0
votes

I am reading some code that involves a sortedby option which confuses me a little bit.

So in the first part of the code, the following code was used to readin the data:

 data _quotes / view=_quotes;
    set taq.&yyyymmdd:;
    by symbol date time NOTSORTED ex; length EXN 3.;
 run;

Note that there is a NOTSORTED option here. when I remove it, SAS would return an error ERROR: BY variables are not properly sorted on data set.

Based on my understanding of how SAS NOTSORTED works, the taq dataset is not properly sorted, but in proper groups.

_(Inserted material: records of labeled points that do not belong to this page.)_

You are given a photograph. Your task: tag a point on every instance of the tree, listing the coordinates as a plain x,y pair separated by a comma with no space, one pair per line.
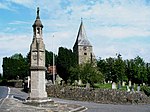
88,73
65,60
119,69
15,66
49,58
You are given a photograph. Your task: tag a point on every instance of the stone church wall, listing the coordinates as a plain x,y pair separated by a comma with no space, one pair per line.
97,95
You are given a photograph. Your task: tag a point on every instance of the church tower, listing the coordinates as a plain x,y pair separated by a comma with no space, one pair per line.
82,47
37,67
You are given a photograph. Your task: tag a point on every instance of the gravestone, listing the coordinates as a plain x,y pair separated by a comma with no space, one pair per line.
130,84
138,88
114,85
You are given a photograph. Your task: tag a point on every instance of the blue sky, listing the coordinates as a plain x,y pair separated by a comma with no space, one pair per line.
112,26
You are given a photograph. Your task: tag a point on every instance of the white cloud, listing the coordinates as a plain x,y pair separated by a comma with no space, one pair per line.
110,25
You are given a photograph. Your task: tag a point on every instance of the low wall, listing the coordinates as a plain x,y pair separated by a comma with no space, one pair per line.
97,95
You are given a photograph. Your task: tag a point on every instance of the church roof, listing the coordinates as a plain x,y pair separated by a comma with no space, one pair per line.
81,37
38,21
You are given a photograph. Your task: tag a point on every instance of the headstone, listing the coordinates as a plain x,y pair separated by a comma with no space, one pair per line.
37,65
58,79
28,86
80,82
132,88
119,85
138,88
113,85
143,84
123,83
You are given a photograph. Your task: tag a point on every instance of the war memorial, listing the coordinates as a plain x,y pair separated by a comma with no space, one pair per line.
39,99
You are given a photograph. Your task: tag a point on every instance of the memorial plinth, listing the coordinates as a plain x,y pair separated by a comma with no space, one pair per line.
37,65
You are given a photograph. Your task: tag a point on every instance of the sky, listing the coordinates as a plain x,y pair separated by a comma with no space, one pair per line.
112,26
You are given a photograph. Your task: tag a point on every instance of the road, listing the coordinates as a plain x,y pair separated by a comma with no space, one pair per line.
92,107
96,107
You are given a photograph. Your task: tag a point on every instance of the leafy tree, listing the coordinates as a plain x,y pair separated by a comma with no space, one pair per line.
88,73
15,66
49,58
119,69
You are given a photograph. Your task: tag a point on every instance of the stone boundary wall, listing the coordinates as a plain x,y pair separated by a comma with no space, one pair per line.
106,96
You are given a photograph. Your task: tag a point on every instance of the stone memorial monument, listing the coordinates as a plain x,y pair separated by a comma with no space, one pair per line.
37,67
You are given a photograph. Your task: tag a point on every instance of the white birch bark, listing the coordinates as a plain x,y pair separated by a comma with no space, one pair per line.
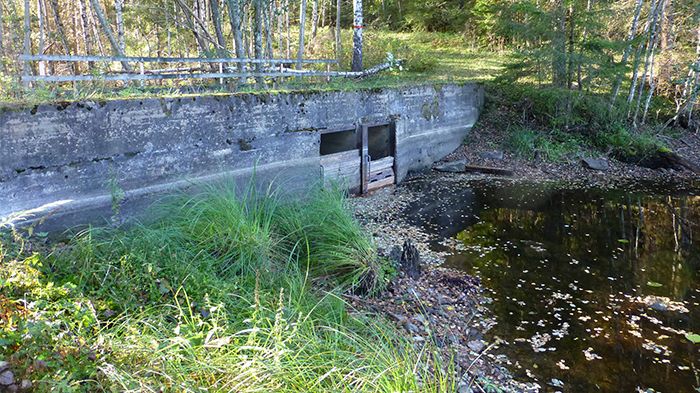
357,36
302,23
625,55
119,11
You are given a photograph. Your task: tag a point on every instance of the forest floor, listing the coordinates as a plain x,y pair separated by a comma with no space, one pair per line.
429,58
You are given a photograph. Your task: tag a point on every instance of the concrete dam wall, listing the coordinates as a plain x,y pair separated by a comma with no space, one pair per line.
66,159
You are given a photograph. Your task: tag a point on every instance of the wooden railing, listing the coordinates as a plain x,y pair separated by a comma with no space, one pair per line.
252,68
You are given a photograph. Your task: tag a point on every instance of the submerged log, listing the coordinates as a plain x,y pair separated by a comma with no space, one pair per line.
664,159
410,260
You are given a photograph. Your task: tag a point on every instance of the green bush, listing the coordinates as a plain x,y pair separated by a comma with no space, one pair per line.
185,302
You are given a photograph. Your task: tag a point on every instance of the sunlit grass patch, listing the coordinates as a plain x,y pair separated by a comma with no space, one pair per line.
223,290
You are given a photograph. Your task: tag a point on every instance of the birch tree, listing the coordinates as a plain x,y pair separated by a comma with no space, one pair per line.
107,29
357,35
338,38
625,55
2,39
234,12
302,23
216,21
314,20
119,11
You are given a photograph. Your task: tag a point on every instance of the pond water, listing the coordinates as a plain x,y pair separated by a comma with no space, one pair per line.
594,290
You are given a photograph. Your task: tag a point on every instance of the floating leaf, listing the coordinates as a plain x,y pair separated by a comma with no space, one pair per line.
694,338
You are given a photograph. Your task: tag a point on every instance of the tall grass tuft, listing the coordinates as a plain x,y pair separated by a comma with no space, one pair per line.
212,295
324,232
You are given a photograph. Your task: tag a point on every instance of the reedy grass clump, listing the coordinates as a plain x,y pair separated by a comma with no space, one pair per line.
215,294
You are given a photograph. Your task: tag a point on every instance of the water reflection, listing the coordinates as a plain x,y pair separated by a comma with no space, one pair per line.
594,288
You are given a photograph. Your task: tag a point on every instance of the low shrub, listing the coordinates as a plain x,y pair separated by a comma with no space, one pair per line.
184,303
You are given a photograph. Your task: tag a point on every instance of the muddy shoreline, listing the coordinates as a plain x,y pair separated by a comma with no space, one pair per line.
451,307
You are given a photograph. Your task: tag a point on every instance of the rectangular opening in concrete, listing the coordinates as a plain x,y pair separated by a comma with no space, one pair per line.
379,143
336,142
340,159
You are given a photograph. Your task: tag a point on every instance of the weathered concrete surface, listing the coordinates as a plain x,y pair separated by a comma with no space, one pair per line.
66,155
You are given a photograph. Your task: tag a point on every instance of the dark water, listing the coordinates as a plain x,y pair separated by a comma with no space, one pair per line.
594,288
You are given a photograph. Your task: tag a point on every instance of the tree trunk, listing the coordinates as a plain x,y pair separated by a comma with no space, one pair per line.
649,59
570,60
234,12
27,39
267,14
625,55
559,45
302,23
258,10
2,39
119,11
357,36
42,41
338,32
641,49
216,20
289,34
191,22
314,21
652,80
108,32
85,30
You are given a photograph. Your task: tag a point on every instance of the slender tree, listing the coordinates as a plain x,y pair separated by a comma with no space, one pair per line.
357,36
338,38
42,35
314,20
625,55
234,11
218,30
302,25
107,29
2,39
119,11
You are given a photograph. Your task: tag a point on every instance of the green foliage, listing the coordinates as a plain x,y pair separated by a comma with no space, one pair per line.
555,123
208,295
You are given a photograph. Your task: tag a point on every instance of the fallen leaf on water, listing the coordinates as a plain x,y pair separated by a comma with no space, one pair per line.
694,338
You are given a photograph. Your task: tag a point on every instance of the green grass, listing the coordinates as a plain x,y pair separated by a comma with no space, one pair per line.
223,292
430,58
560,125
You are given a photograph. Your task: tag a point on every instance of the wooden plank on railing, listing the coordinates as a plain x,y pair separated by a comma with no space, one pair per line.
135,59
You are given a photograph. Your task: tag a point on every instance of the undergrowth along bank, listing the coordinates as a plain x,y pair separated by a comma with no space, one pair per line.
228,291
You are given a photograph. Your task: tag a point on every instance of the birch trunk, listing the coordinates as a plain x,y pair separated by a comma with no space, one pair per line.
314,21
85,29
267,14
652,80
216,20
357,36
27,39
280,22
258,26
289,34
641,49
2,38
42,42
119,11
625,55
302,23
108,32
338,38
234,12
651,47
559,44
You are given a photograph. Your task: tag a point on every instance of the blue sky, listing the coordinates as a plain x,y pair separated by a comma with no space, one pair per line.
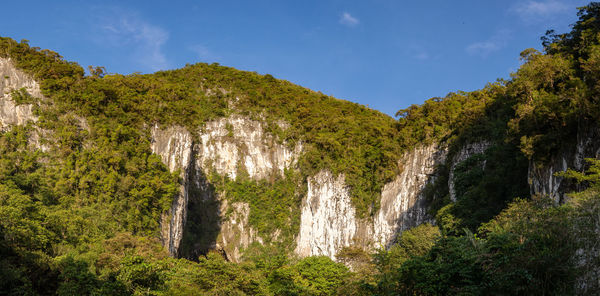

However, in the following code almost immediately after the previous code (no sort code is involved in between), there in no more NOTSORTED option, but there is no error:

data &outset (sortedby= SYMBOL DATE TIME index=(SYMBOL)
              label="WRDS-TAQ NBBO Data");
set _quotes;
by symbol date time;
run;

Therefore, I was wondering if it is because of the sortedby statement that made the difference? I read the SAS documentation, it seems that sortedby will NOT sort the dataset but only specify how the data is currently sorted.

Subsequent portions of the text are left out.